At 22, I was working in Alaska for my second summer; during my free time I’d run laps around the lodge property. The chef that summer was sitting on his cabin porch watching me run by, lap after lap. He introduced himself as a runner and recommended I read “Lore of Running” by Prof. Tim Noakes. Amazon had it to me in less than a week. I read it cover to cover. It is the best running book of all time, period. The Leadville Trail 100 is referenced a handful of times throughout the book. This was the first I’d heard of this race, or a race of that distance. I secretly wanted to run it the moment I knew it existed. There was a tiny whisper of a voice, “ Don’t be crazy. 100 miles! At some point you have to realize you can’t keep making these goals, there are limits, you’re only setting yourself up for failure and to be heartbroken”. An even louder and more stubborn voice chimed in, “ if there is another human on this earth that has completed it, than you can too.” After that thought, I never heard from the first voice again, the second voices’ rational was too bullet proof to argue with.
Although I had made a promise to myself to run Leadville, I made no plans to accomplish this. I figured if I hit my 45th birthday and still hadn’t made the commitment to pursue Leadville, then that’s when I would start looking into training for a 100 mile race, and make a concrete plan to get it checked off my list. Don’t laugh, that was my legitimate plan…to make a plan. I also remember vividly thinking, that by that time in my life I would have the full marathon distance so dialed in that 100 miles would be more fathomable.
The summer was over and I needed to figure out what I wanted to do, when I left
Alaska. I knew I didn’t want to go back to my small hometown; I wanted to experience somewhere new.
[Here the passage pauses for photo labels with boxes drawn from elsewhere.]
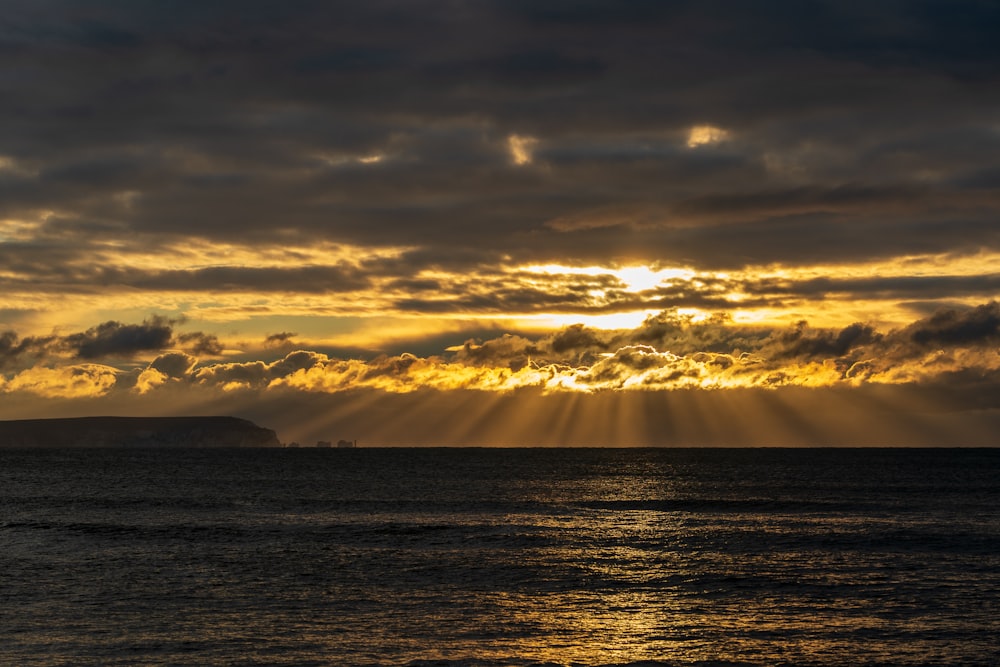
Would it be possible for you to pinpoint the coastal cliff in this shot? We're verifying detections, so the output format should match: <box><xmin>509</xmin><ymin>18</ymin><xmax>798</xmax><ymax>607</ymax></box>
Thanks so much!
<box><xmin>0</xmin><ymin>417</ymin><xmax>281</xmax><ymax>448</ymax></box>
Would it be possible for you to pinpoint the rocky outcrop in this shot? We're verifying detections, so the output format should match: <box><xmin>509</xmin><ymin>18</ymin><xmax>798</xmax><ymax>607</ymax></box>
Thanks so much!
<box><xmin>0</xmin><ymin>417</ymin><xmax>281</xmax><ymax>448</ymax></box>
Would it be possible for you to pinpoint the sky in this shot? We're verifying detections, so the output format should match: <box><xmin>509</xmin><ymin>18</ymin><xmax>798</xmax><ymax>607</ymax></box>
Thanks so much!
<box><xmin>0</xmin><ymin>0</ymin><xmax>1000</xmax><ymax>446</ymax></box>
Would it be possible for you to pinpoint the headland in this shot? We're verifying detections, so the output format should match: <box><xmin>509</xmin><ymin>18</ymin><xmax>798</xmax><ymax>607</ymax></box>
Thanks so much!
<box><xmin>0</xmin><ymin>417</ymin><xmax>281</xmax><ymax>448</ymax></box>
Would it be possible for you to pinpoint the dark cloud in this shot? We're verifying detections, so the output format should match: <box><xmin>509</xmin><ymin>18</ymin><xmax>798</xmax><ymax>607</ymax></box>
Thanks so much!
<box><xmin>62</xmin><ymin>317</ymin><xmax>173</xmax><ymax>359</ymax></box>
<box><xmin>906</xmin><ymin>301</ymin><xmax>1000</xmax><ymax>345</ymax></box>
<box><xmin>0</xmin><ymin>331</ymin><xmax>56</xmax><ymax>369</ymax></box>
<box><xmin>0</xmin><ymin>0</ymin><xmax>1000</xmax><ymax>284</ymax></box>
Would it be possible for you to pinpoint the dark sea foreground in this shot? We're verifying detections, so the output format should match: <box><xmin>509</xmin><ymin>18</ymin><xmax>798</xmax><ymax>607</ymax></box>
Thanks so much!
<box><xmin>0</xmin><ymin>449</ymin><xmax>1000</xmax><ymax>666</ymax></box>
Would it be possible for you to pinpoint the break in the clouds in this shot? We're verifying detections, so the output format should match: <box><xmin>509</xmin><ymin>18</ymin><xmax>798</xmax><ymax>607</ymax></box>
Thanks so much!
<box><xmin>0</xmin><ymin>302</ymin><xmax>1000</xmax><ymax>445</ymax></box>
<box><xmin>0</xmin><ymin>0</ymin><xmax>1000</xmax><ymax>448</ymax></box>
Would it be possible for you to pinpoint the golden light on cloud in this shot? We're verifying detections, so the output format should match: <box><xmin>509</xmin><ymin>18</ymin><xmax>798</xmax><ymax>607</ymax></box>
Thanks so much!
<box><xmin>687</xmin><ymin>125</ymin><xmax>729</xmax><ymax>148</ymax></box>
<box><xmin>519</xmin><ymin>264</ymin><xmax>695</xmax><ymax>292</ymax></box>
<box><xmin>507</xmin><ymin>134</ymin><xmax>538</xmax><ymax>166</ymax></box>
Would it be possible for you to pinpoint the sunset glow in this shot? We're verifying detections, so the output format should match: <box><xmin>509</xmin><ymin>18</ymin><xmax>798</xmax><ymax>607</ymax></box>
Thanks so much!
<box><xmin>0</xmin><ymin>3</ymin><xmax>1000</xmax><ymax>444</ymax></box>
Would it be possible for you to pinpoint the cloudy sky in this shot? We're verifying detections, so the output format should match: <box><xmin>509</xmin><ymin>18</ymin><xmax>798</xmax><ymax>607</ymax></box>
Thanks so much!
<box><xmin>0</xmin><ymin>0</ymin><xmax>1000</xmax><ymax>445</ymax></box>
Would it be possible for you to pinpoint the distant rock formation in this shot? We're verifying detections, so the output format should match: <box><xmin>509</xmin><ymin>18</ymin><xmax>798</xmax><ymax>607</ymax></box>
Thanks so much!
<box><xmin>0</xmin><ymin>417</ymin><xmax>281</xmax><ymax>448</ymax></box>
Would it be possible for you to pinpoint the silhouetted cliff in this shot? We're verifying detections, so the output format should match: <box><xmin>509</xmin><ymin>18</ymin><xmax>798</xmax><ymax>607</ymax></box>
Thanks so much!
<box><xmin>0</xmin><ymin>417</ymin><xmax>281</xmax><ymax>447</ymax></box>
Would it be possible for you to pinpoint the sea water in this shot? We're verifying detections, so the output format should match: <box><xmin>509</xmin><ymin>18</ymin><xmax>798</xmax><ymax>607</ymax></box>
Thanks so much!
<box><xmin>0</xmin><ymin>448</ymin><xmax>1000</xmax><ymax>666</ymax></box>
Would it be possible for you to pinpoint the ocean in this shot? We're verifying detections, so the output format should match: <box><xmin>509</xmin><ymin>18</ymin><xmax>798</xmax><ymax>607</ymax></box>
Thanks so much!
<box><xmin>0</xmin><ymin>448</ymin><xmax>1000</xmax><ymax>667</ymax></box>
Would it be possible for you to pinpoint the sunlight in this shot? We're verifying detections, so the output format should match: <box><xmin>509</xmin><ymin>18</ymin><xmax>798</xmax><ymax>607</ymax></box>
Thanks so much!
<box><xmin>687</xmin><ymin>125</ymin><xmax>729</xmax><ymax>148</ymax></box>
<box><xmin>521</xmin><ymin>264</ymin><xmax>695</xmax><ymax>293</ymax></box>
<box><xmin>522</xmin><ymin>310</ymin><xmax>659</xmax><ymax>330</ymax></box>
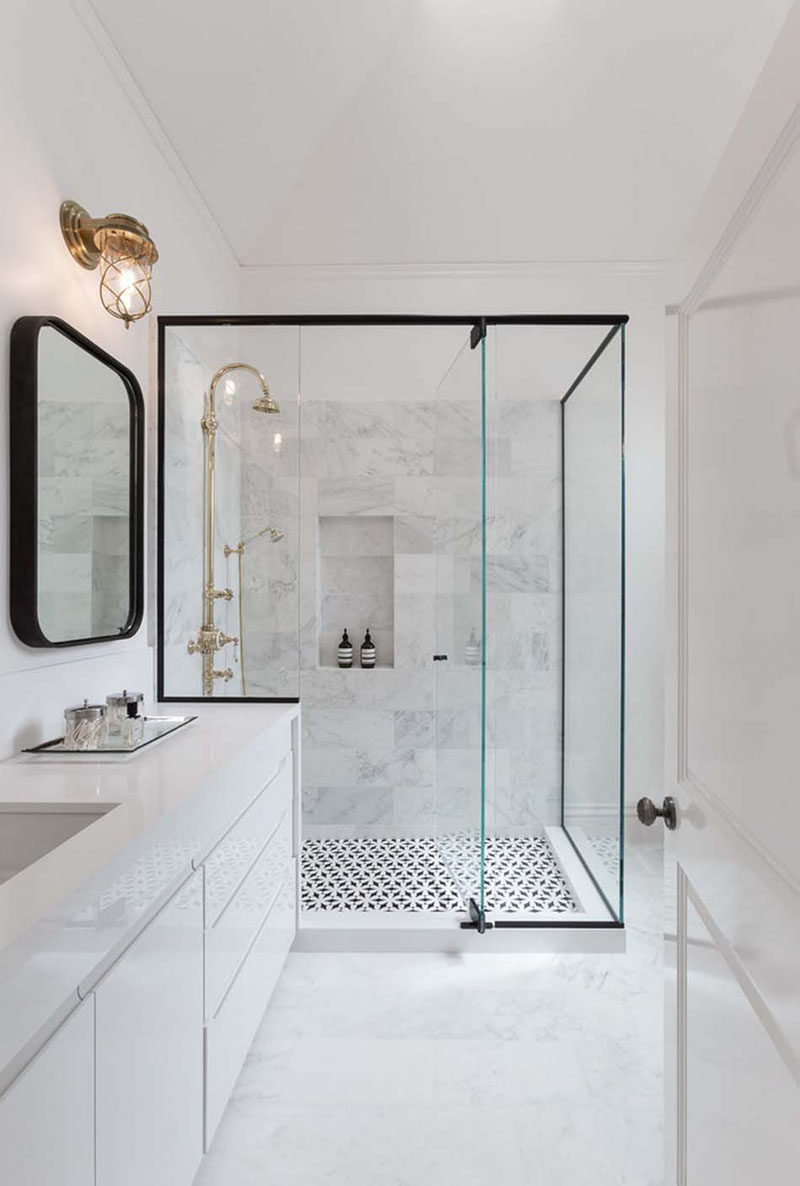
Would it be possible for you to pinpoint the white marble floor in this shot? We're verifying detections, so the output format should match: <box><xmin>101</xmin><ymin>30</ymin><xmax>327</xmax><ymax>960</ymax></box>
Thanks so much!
<box><xmin>197</xmin><ymin>844</ymin><xmax>663</xmax><ymax>1186</ymax></box>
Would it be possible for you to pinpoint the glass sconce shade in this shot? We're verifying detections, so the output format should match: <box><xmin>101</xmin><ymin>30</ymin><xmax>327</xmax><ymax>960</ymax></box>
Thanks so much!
<box><xmin>95</xmin><ymin>227</ymin><xmax>158</xmax><ymax>326</ymax></box>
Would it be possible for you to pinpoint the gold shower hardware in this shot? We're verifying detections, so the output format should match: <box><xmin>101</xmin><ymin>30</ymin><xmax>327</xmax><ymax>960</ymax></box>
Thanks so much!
<box><xmin>223</xmin><ymin>527</ymin><xmax>283</xmax><ymax>696</ymax></box>
<box><xmin>59</xmin><ymin>200</ymin><xmax>159</xmax><ymax>330</ymax></box>
<box><xmin>187</xmin><ymin>363</ymin><xmax>281</xmax><ymax>696</ymax></box>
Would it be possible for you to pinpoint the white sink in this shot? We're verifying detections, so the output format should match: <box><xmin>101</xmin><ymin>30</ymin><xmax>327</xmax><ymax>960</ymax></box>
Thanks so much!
<box><xmin>0</xmin><ymin>803</ymin><xmax>119</xmax><ymax>885</ymax></box>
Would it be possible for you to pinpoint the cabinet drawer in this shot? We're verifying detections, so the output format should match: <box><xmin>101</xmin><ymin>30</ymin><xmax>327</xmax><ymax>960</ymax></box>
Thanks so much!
<box><xmin>205</xmin><ymin>806</ymin><xmax>292</xmax><ymax>1016</ymax></box>
<box><xmin>204</xmin><ymin>753</ymin><xmax>294</xmax><ymax>927</ymax></box>
<box><xmin>205</xmin><ymin>860</ymin><xmax>296</xmax><ymax>1152</ymax></box>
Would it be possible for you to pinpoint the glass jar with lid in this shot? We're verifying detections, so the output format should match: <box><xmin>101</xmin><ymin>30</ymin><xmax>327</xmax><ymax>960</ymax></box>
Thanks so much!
<box><xmin>64</xmin><ymin>700</ymin><xmax>108</xmax><ymax>750</ymax></box>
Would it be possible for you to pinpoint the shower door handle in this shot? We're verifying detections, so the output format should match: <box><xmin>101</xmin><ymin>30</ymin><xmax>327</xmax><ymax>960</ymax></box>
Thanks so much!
<box><xmin>636</xmin><ymin>795</ymin><xmax>678</xmax><ymax>831</ymax></box>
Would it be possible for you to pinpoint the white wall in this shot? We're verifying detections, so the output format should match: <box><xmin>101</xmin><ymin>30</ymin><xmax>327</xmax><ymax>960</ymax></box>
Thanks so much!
<box><xmin>242</xmin><ymin>264</ymin><xmax>664</xmax><ymax>804</ymax></box>
<box><xmin>0</xmin><ymin>0</ymin><xmax>238</xmax><ymax>757</ymax></box>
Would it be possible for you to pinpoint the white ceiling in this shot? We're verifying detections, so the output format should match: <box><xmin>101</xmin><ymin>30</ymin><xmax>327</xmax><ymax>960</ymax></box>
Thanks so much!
<box><xmin>92</xmin><ymin>0</ymin><xmax>792</xmax><ymax>264</ymax></box>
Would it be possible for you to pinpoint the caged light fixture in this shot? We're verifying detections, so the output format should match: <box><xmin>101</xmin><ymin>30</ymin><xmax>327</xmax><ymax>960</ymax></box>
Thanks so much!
<box><xmin>60</xmin><ymin>202</ymin><xmax>159</xmax><ymax>330</ymax></box>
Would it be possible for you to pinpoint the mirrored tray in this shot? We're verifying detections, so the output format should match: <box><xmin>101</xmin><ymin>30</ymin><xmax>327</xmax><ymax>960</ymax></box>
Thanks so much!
<box><xmin>23</xmin><ymin>716</ymin><xmax>197</xmax><ymax>761</ymax></box>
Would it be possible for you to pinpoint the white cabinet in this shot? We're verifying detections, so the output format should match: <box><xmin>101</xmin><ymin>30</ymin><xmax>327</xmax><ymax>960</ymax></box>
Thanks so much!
<box><xmin>205</xmin><ymin>861</ymin><xmax>296</xmax><ymax>1152</ymax></box>
<box><xmin>95</xmin><ymin>872</ymin><xmax>203</xmax><ymax>1186</ymax></box>
<box><xmin>0</xmin><ymin>1000</ymin><xmax>95</xmax><ymax>1186</ymax></box>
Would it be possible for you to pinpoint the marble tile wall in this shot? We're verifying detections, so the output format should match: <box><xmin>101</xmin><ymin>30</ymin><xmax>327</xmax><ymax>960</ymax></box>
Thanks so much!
<box><xmin>289</xmin><ymin>400</ymin><xmax>561</xmax><ymax>836</ymax></box>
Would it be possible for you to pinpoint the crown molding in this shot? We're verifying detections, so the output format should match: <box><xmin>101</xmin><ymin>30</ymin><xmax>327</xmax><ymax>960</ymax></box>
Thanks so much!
<box><xmin>242</xmin><ymin>260</ymin><xmax>671</xmax><ymax>281</ymax></box>
<box><xmin>70</xmin><ymin>0</ymin><xmax>239</xmax><ymax>267</ymax></box>
<box><xmin>671</xmin><ymin>103</ymin><xmax>800</xmax><ymax>317</ymax></box>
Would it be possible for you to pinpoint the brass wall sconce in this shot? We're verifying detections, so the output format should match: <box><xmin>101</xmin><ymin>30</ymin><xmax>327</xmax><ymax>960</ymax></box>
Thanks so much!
<box><xmin>60</xmin><ymin>202</ymin><xmax>159</xmax><ymax>330</ymax></box>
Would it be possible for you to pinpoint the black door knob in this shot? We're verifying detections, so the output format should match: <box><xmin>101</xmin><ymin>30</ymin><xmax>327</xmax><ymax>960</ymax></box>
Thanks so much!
<box><xmin>636</xmin><ymin>795</ymin><xmax>678</xmax><ymax>831</ymax></box>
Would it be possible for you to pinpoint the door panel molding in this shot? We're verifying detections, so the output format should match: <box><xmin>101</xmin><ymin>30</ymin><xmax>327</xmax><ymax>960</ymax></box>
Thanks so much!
<box><xmin>665</xmin><ymin>94</ymin><xmax>800</xmax><ymax>1186</ymax></box>
<box><xmin>674</xmin><ymin>103</ymin><xmax>800</xmax><ymax>895</ymax></box>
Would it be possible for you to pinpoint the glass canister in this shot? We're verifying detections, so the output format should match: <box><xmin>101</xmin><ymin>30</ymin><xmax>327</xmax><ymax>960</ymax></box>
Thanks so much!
<box><xmin>105</xmin><ymin>688</ymin><xmax>145</xmax><ymax>738</ymax></box>
<box><xmin>64</xmin><ymin>700</ymin><xmax>108</xmax><ymax>750</ymax></box>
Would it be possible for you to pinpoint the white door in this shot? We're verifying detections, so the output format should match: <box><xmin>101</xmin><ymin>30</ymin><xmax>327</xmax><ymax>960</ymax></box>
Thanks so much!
<box><xmin>0</xmin><ymin>1001</ymin><xmax>95</xmax><ymax>1186</ymax></box>
<box><xmin>657</xmin><ymin>101</ymin><xmax>800</xmax><ymax>1186</ymax></box>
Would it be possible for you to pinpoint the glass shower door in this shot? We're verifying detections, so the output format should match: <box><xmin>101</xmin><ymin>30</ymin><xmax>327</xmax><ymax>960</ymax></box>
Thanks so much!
<box><xmin>433</xmin><ymin>329</ymin><xmax>486</xmax><ymax>929</ymax></box>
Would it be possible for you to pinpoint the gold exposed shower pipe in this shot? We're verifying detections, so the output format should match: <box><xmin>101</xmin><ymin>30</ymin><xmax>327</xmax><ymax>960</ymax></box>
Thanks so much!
<box><xmin>187</xmin><ymin>363</ymin><xmax>281</xmax><ymax>696</ymax></box>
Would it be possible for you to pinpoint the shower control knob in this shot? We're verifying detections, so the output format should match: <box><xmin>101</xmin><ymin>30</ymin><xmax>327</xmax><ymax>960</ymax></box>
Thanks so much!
<box><xmin>636</xmin><ymin>795</ymin><xmax>678</xmax><ymax>831</ymax></box>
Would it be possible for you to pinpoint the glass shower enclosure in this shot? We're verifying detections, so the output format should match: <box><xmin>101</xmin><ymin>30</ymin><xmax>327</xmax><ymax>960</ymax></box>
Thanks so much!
<box><xmin>158</xmin><ymin>315</ymin><xmax>627</xmax><ymax>933</ymax></box>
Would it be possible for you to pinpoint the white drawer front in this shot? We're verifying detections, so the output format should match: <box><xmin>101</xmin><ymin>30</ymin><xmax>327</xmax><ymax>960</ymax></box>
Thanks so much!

The same guy that had recommended Lore of Running to me also recommended Denver as a great place to live. All right, done. My girlfriend (Raya), and I moved to Denver. She drove down from Wisconsin, and I drove down from Washington, we met in the parking lot of a Qdoba, homeless, jobless, and in a city neither one of us had ever been to. We found the perfect apartment after a week of searching. Now we had a place to sleep at night, but still no jobs. Two weeks of hitting the pavement, handing out resumes to every possible lead we could find. Nothing. Finally I struck gold at a high-end hair salon. I hated it. Two days in I quit.
A girlfriend of mine, Bethany, was passing through Denver on her way up to find a job and place to live in Breckenridge. A town I’d never heard of. Raya and I tagged along. We went to a job fair with Bethany and had more job offers than we knew what to do with. After driving through the town we realized we needed to get out of our lease in Denver as soon as possible. Raya, Bethany, her fiancé and I signed a lease in Breck, and then called our landlord in Denver (a little out of order, but hey everything turned out fine), he was great and left us free to flock to the mountains.
Besides a short time in New Zealand I’d never been a trail runner, I didn’t even know that was a thing, as different in discipline as Western to English horsemanship. The roads in Breck were different than any place I’d previously lived. Here there were no long meandering back country roads, just the main highway that passes through town, and a few short side roads, that would quickly turn to dirt, then eventually feed you off onto a trailhead. I became a trail runner, but I didn’t know that, I was still just a runner. I never even considered signing up for trail races, I trained on trails and did road races.
My friend Molly talked me into doing a ½ road marathon with her and her girlfriend Michelle. The night before the race we were in a hotel room, Michelle and Molly were tracking a few friends of theirs online that were running Leadville. Leadville. THE Leadville, the race I’d read about a year ago. Once again, I felt the pull of the race; I needed to run it.
We stayed up that night listening to Michelle tell stories about her career in adventure racing. Every story she told sounded miserable. They all had a similar feel that went along these lines: broken bones, rain, cold, somebody died, no sleep for days, exhausted, miserable, miserable, miserable. I was sold. I wanted all of that, it sounded so thrilling! Now I know Leadville isn’t the same as an adventure race, but it still held the promise of finding the point where your body says, “okay that’s all I have, I literally can’t crawl another inch” I wanted that sweet ecstasy of reaching my breaking point. I’d come close to it once. That one time left me craving it’s return, to this day. The problem with having a need to be physically and mentally depleted to the extent of not begin able to walk and hallucinating, is that that this point gets harder and harder to reach. As time goes on your training gets more advanced, you become smarter with your nutrition, and soon you are seeking out races that are measured in days not hours.
Four months later I put my name in for the Leadville 100 lottery. In January, a month later, I received an email, my name had been drawn, I was officially running Leadville 2015.